Efficiency and Effectiveness of LLM-Based Summarization of Evidence in Crowdsourced Fact-Checking
Kevin Roitero, Dustin Wright, Michael Soprano, Isabelle Augenstein,, and Stefano Mizzaro

TL;DR
This study shows that using LLM-generated summaries of evidence in crowdsourced fact-checking maintains accuracy while significantly improving efficiency and reducing costs.
Contribution
It introduces and evaluates a summarization-based approach for evidence in crowdsourced fact-checking, demonstrating its effectiveness and efficiency benefits.
Findings
Summarized evidence achieves comparable accuracy to full evidence.

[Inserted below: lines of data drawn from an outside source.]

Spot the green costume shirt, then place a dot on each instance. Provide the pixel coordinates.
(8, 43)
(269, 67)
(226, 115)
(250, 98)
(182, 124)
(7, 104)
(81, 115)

Summarization increases assessment throughput and reduces costs.
Participants find summarized evidence useful and reliable.
Abstract
Evaluating the truthfulness of online content is critical for combating misinformation. This study examines the efficiency and effectiveness of crowdsourced truthfulness assessments through a comparative analysis of two approaches: one involving full-length webpages as evidence for each claim, and another using summaries for each evidence document generated with a large language model. Using an A/B testing setting, we engage a diverse pool of participants tasked with evaluating the truthfulness of statements under these conditions. Our analysis explores both the quality of assessments and the behavioral patterns of participants. The results reveal that relying on summarized evidence offers comparable accuracy and error metrics to the Standard modality while significantly improving efficiency. Workers in the Summary setting complete a significantly higher number of assessments, reducing…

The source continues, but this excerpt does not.